SomaLogic technology used to discover protein that reverses age-related cardiac hypertrophy in mice

SomaLogic technology used to discover protein that reverses age-related cardiac hypertrophy in mice

5/9/2013

Unbiased proteomic approach helps researchers identify blood-based factor that holds promise for treating human cardiac failure

In a scientific study published today in the journal Cell, a team of researchers led by scientists from the Harvard Stem Cell Institute and including scientists from SomaLogic, describe the discovery of a circulating protein, called GDF-11 (Growth Differentiation Factor 11), that can reverse age-related cardiac hypertrophy in mice. The GDF-11 protein was identified using SomaLogic’s breakthrough proteomics technology.

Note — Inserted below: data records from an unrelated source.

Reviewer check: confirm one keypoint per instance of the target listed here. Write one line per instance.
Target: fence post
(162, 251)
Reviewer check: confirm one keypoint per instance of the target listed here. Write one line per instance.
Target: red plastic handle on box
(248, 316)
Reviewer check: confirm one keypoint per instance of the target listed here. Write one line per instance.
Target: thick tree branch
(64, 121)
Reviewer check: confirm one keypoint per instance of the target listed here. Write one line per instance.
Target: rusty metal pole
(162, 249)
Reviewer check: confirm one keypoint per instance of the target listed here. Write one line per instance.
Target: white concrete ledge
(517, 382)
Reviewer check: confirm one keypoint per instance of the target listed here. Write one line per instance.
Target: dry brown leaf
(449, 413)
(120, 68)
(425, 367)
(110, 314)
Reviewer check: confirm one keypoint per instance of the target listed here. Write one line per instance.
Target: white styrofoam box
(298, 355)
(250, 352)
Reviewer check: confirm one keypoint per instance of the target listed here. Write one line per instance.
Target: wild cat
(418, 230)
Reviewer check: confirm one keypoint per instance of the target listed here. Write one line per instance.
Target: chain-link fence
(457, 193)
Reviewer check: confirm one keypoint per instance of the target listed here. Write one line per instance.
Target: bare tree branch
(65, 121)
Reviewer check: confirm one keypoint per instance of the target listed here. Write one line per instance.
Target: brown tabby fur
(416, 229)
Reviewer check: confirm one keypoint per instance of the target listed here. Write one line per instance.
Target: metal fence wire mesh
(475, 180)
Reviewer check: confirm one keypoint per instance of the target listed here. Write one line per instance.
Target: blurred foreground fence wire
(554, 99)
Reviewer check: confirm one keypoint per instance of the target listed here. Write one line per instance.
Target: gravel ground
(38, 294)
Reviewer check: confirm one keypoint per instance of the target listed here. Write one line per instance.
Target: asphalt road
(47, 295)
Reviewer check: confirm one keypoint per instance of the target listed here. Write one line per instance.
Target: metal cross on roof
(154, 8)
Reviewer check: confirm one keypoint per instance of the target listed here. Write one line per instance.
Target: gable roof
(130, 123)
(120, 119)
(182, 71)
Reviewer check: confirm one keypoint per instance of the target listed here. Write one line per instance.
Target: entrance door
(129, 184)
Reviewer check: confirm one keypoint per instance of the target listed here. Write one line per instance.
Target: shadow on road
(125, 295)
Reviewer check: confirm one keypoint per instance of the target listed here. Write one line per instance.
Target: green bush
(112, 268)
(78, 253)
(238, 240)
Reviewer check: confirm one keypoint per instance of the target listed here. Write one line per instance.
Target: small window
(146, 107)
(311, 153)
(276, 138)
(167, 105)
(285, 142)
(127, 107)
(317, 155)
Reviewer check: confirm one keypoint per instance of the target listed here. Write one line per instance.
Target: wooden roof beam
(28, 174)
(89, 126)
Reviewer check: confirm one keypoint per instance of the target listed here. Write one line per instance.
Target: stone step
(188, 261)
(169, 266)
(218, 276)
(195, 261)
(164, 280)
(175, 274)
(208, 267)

Age-related cardiac hypertrophy is a major factor in diastolic heart failure, the most common form of heart failure in the United States.  The authors of the Cell paper found evidence suggesting that a blood-based circulating factor that maintains normal cardiac size is either diminished or loses its effectiveness as the body ages. The researchers demonstrated that such a factor exists by using mouse models of cardiac hypertrophy, and subsequently identified a candidate factor by combing through metabolites, lipids and proteins in the blood. Their protein analysis, using SomaLogic’s SOMAscan™ assay, revealed several proteins whose levels of expression change with age, and this led to the discovery of GDF-11. The researchers then demonstrated that treating older mice with a recombinant version of the GDF-11 protein can rapidly reverse age-related cardiac hypertrophy. Studies aimed at extending these observations to humans are underway.

“It has been technically challenging to identify specific proteins of interest out of the complex mixture of proteins that circulate through the body, especially those that are associated with diseases of aging,” said Prof. Richard T. Lee, an investigator at the Harvard Stem Cell Institute, a cardiologist at Brigham and Women’s Hospital and, one of the senior authors of the Cell paper. “Working with SomaLogic scientists to deploy their new proteomic technology in this study allowed us to do such screening rapidly and effectively.”

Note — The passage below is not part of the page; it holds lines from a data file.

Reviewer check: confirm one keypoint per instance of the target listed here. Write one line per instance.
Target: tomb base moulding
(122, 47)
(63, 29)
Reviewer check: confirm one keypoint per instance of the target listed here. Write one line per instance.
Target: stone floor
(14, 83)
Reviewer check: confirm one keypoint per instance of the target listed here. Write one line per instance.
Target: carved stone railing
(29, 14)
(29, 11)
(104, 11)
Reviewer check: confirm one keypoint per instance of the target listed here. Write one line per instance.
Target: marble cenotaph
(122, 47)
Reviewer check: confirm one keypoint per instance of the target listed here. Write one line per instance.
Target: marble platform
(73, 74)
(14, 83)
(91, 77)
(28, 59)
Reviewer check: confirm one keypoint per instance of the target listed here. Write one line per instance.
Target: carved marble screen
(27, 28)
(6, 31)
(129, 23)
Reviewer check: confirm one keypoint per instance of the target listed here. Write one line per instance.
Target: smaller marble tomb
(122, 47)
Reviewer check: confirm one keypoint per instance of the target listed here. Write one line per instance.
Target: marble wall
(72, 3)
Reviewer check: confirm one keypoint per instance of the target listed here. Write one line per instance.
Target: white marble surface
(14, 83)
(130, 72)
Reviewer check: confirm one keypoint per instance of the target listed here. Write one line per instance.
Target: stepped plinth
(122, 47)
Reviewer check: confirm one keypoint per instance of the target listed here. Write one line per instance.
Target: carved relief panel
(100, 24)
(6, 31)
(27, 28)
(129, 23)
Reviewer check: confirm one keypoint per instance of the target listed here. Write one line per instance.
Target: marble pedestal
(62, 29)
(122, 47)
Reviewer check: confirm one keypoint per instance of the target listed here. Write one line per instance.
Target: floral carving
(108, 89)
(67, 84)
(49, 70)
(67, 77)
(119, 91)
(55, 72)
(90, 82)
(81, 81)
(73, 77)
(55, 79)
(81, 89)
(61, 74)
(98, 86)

A more complete description of the work published in Cell can be found in the Harvard Magazine. An abstract of the manuscript, “Identification of Growth Differentiation Factor 11 as a Circulating Factor that Reverses Age-Related Cardiac Hypertrophy,” is available at the journal site (note: subscription required for the whole paper). A video explaining the work and its findings is available here.

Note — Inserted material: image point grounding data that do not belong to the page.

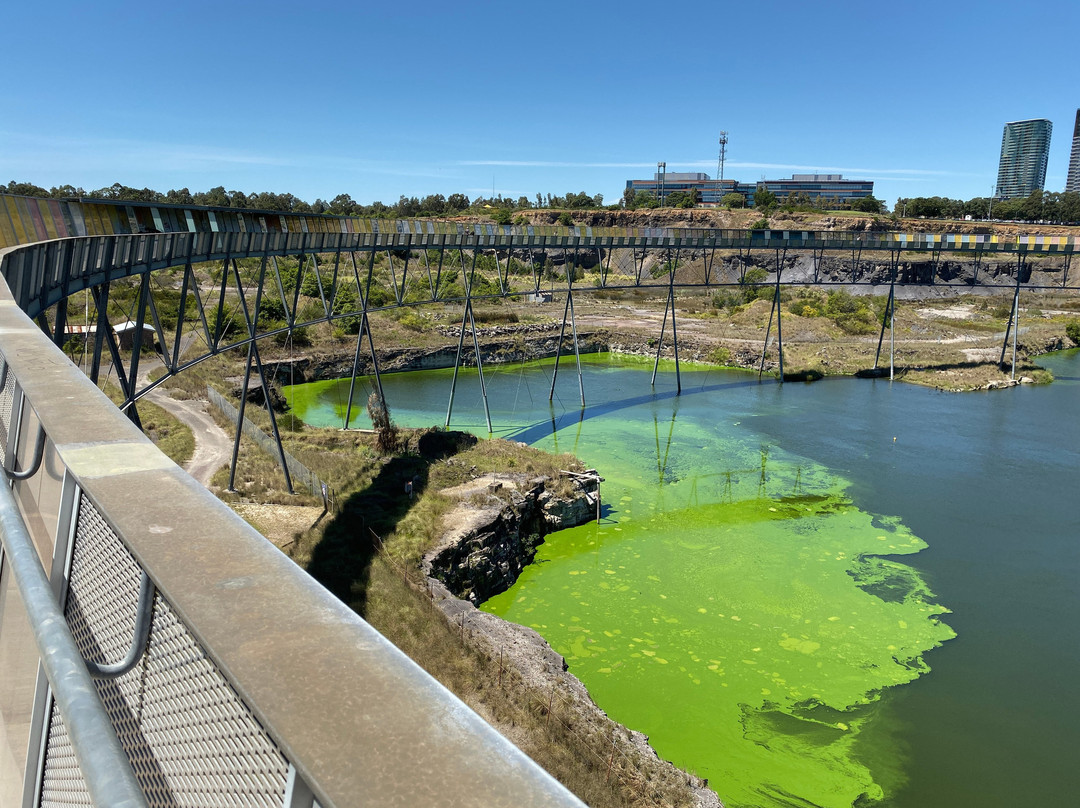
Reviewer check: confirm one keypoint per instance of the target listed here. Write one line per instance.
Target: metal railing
(254, 687)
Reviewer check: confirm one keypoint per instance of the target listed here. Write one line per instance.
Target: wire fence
(608, 745)
(300, 474)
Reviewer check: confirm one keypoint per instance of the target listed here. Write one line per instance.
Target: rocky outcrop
(501, 345)
(491, 540)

Alex Stewart and Britta Singer of SomaLogic are co-authors of the Cell paper, along with significant contributions from the SOMAscan assay and bioinformatics groups. SomaLogic scientists and their colleagues at UCSF (including Dr. Peter Ganz) have independently found preliminary evidence that GDF-11 deficiency is a potential biomarker for assessing the risk of heart failure in humans, work that was presented at the American Heart Association 2012 Scientific Sessions.